In summary, after accounting for state-level trends in spending and the overall general fund size, there is a slight negative trend of 0.35% per year that is driven by a difference of 2.9% between 2021 and 2022.
Finally, let’s see if this difference between 2021 is 2022 is based on a global trend, or whether it is caused by a small number of localities.
#construct data frame of percent change in police between 2021 and 2022
changes <- data.frame(city = data$city[which(data$year == 2021)], state = data$state[which(data$year == 2021)], police_2021 = data$police[which(data$year == 2021)], police_2022 = data$police[which(data$year == 2022)], diff = data$police[which(data$year == 2022)]-data$police[which(data$year == 2021)])
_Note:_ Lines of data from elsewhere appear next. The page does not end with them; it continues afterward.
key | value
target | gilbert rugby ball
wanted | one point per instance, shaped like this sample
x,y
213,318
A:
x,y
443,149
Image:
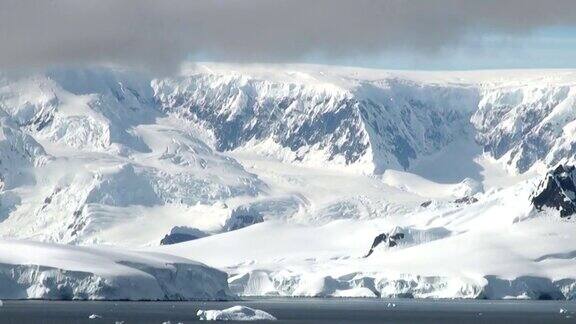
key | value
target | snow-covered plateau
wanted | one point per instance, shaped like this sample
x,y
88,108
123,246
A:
x,y
294,180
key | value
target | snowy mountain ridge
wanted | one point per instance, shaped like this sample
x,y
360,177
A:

Based on the above histogram, it appears that the difference in the proportion spent on police between 2021 and 2022 is based on a slight global decrease rather than being skewed by a small number of cities. Let’s look at the top 10 cities in terms of decrease.
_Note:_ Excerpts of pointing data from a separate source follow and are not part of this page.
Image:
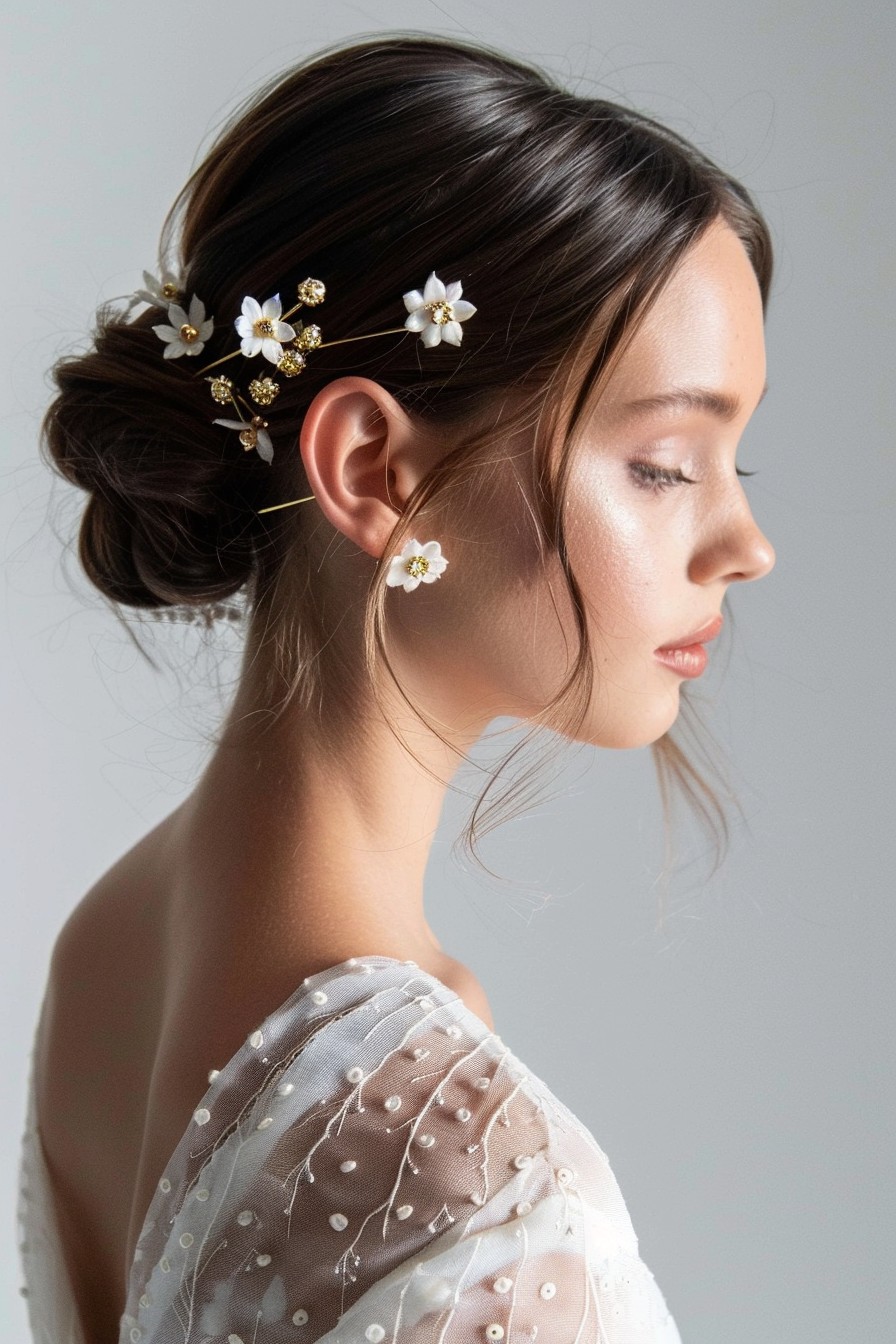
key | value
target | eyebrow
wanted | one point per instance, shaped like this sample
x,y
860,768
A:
x,y
723,405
#reorder and look at top ten changes
changes <- changes[order(changes$diff, decreasing = FALSE), ]
changes[1:10,]## city state police_2021 police_2022 diff
## 19 kingman az 0.3331638 0.1568974 -0.17626638
## 217 lansing mi 0.3396786 0.1738994 -0.16577926
## 149 rexburg id 0.3944476 0.2755132 -0.11893433
## 319 prineville or 0.6301917 0.5265649 -0.10362682
## 146 meridian id 0.3945103 0.3068920 -0.08761834
## 108 ocoee fl 0.2490991 0.1688733 -0.08022573
## 26 tucson az 0.3215839 0.2461993 -0.07538462
## 336 greenville sc 0.2742548 0.2036209 -0.07063386
## 165 south bend in 0.4173746 0.3469710 -0.07040360
## 53 redondo beach ca 0.4446690 0.3766272 -0.06804184
Okay, now let’s check to see what the trend has been for general funds in the same period.
#do the same for the overall general fund
changes_gf <- data.frame(city = data$city[which(data$year == 2021)], state = data$state[which(data$year == 2021)], gf_2021 = data$general[which(data$year == 2021)], gf_2022 = data$general[which(data$year == 2022)], diff = data$general[which(data$year == 2022)]-data$general[which(data$year == 2021)])
Based on the above histogram (which excludes a few extreme positive outliers, like Chicago), it appears that the difference in over general funds between 2021 and 2022 trends positive. Let’s look at the top 10 cities in terms of increase.
#reorder and look at top ten changes
changes_gf <- changes_gf[order(changes_gf$diff, decreasing = TRUE), ]
changes_gf[1:10,]## city state gf_2021 gf_2022 diff
## 153 chicago il 4037639000 4887422000 849783000
## 91 washington dc 9927445000 10709066000 781621000
## 325 philadelphia pa 4804851000 5268946000 464095000
## 21 phoenix az 1405970000 1582611000 176641000
## 347 austin tx 940117723 1114356849 174239126
## 27 yuma az 76418679 216224539 139805860
## 76 denver co 1270874405 1408177205 137302800
## 57 san diego ca 1620936801 1743548431 122611630
## 276 albuquerque nm 595138000 714521000 119383000
## 42 los angeles ca 4524684946 4640768971 116084025
While there are several outliers like Chicago, Washington, and Philadelphia, it seems like the positive trend in general funds is relatively global.